To circumnavigate the anti-inflammatory milieu induced by S. aureus biofilms, an activated macrophage adoptive transfer strategy was employed by Hanke et al. in a catheter-associated model of S. aureus biofilm infection [25]. Since earlier work revealed the inability of resident tissue macrophages to invade the biofilm proper, this approach addressed whether the direct injection of proinflammatory activated macrophages (IFN-γ + peptidoglycan) into biofilms would transform the inflammatory milieu to facilitate biofilm clearance. Injection of activated macrophages during early biofilm formation augmented proinflammatory cytokine production, reduced macrophage Arg-1 expression, and limited S. aureus biofilm development. Proinflammatory macrophage polarization was also shown to increase phagocytosis and killing of S. aureus biofilms in vitro. Furthermore, treatment of mice with the C5a receptor (CD88) agonist EP67, which invokes macrophage proinflammatory activity, augmented macrophage infiltration and proinflammatory mediator expression in biofilm-infected tissues, which translated into reduced S. aureus biofilm growth [25]. Taken together, these findings demonstrate that S. aureus biofilms interfere with antibacterial effector mechanisms of resident tissue macrophages, which is an essential step for biofilm development. However, if proinflammatory macrophages gain access to sites of S. aureus biofilm (i.e. by direct inoculation), they are capable of exerting antibacterial activity that manifests as improved biofilm clearance. This supports an important role for S. aureus in thwarting early macrophage activation to establish chronic S. aureus biofilm infections.

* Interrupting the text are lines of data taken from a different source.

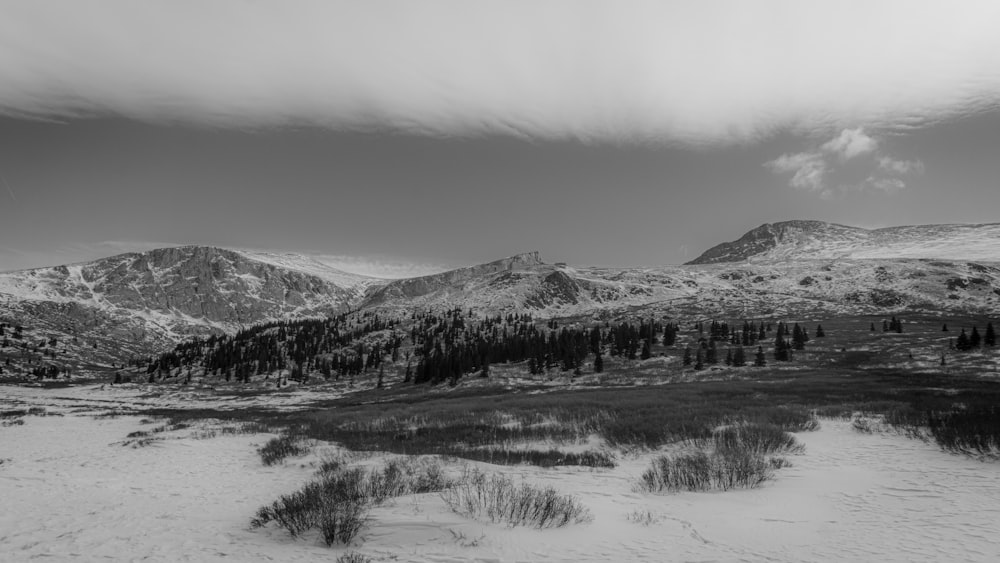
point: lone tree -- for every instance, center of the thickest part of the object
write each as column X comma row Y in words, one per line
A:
column 975, row 339
column 962, row 343
column 739, row 357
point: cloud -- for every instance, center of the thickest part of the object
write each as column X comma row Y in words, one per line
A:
column 392, row 268
column 810, row 169
column 889, row 164
column 594, row 70
column 888, row 185
column 850, row 143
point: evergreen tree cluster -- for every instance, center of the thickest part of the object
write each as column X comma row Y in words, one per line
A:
column 971, row 341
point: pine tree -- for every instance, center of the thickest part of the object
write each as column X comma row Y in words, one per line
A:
column 759, row 360
column 711, row 354
column 975, row 339
column 739, row 357
column 962, row 343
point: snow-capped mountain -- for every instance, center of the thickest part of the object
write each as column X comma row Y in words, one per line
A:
column 137, row 303
column 150, row 299
column 816, row 240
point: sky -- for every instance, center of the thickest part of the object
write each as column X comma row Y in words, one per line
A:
column 398, row 138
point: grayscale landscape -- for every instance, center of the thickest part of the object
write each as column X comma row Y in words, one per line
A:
column 498, row 282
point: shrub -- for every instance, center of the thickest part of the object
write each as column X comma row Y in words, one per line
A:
column 760, row 439
column 353, row 557
column 700, row 471
column 541, row 458
column 499, row 499
column 971, row 431
column 338, row 502
column 277, row 449
column 743, row 457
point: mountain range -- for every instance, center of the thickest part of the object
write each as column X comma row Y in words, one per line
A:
column 114, row 308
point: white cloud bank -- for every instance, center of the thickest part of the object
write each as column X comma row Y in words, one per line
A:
column 601, row 71
column 810, row 169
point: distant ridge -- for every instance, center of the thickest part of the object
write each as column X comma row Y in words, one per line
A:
column 424, row 285
column 805, row 240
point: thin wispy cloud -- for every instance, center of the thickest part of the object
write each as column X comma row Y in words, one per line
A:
column 850, row 143
column 900, row 166
column 808, row 169
column 597, row 71
column 375, row 267
column 811, row 169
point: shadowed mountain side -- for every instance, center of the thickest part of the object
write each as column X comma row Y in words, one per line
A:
column 809, row 240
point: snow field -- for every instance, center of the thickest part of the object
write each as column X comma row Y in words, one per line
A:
column 72, row 490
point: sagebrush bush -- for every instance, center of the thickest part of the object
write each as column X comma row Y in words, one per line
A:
column 499, row 499
column 743, row 457
column 761, row 439
column 277, row 449
column 353, row 557
column 701, row 471
column 338, row 502
column 971, row 431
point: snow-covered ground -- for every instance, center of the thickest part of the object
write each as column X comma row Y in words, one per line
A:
column 71, row 490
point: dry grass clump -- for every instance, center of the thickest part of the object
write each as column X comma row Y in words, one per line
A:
column 743, row 457
column 760, row 439
column 337, row 504
column 281, row 447
column 353, row 557
column 498, row 499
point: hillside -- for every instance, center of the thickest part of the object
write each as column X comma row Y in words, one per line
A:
column 108, row 311
column 117, row 307
column 816, row 240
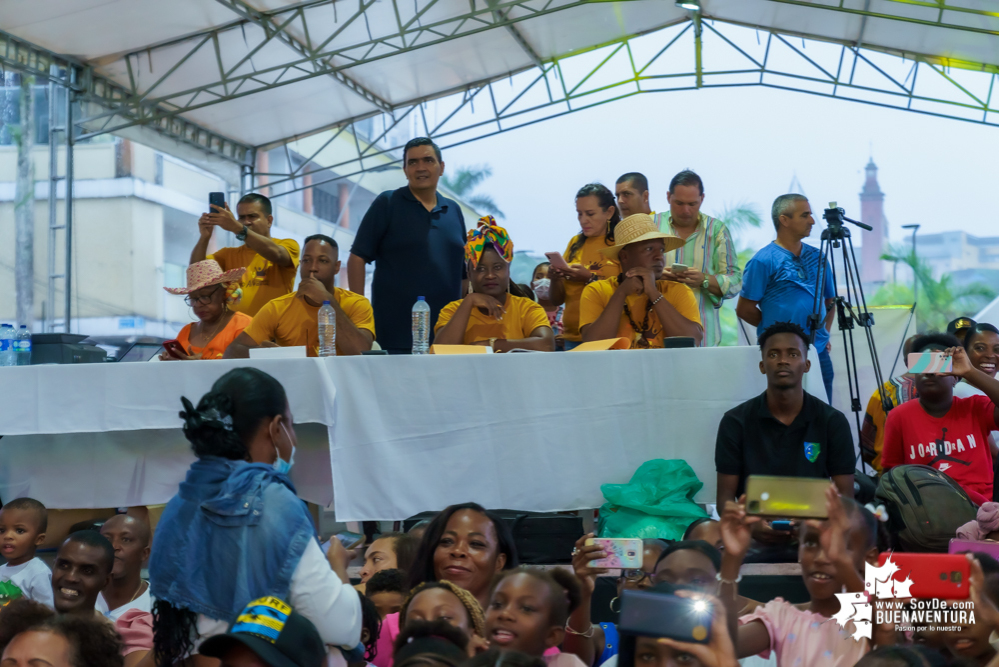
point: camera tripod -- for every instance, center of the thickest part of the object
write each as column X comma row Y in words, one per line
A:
column 851, row 308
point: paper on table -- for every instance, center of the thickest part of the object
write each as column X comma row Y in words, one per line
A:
column 606, row 344
column 296, row 352
column 460, row 349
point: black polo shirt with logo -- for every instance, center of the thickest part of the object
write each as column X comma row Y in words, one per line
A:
column 416, row 253
column 751, row 441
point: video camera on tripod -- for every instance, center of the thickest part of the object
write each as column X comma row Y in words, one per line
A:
column 851, row 306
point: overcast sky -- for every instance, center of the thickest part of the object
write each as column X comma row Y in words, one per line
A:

Myeloid-Derived Suppressor Cells (MDSCs)
Suppression of proinflammatory responses by MDSCs have been demonstrated in a number of cancer and bacterial infection models [28–31]. MDSCs are a heterogeneous population of immature monocytes and granulocytes and are functionally characterized by their ability to suppress T cell activation in an antigen-dependent or -independent manner (reviewed in [32]). Depending on the local tissue microenvironment, infiltrating MDSCs can either maintain their suppressive properties or differentiate into mature neutrophils, macrophages, or dendritic cells. Our laboratory was the first to report MDSC recruitment (CD11b+Ly-6G+Ly-6Chigh) in a mouse model of S. aureus PJI, which was confirmed by the identification of MDSC-like cell populations in human PJIs, including those caused by S. epidermidis [13,15]. Subsequently, other groups have reported MDSC recruitment together with immunosuppressive activity in mouse models of S. aureus cutaneous infection [33] and to the kidneys following S. aureus sepsis [17].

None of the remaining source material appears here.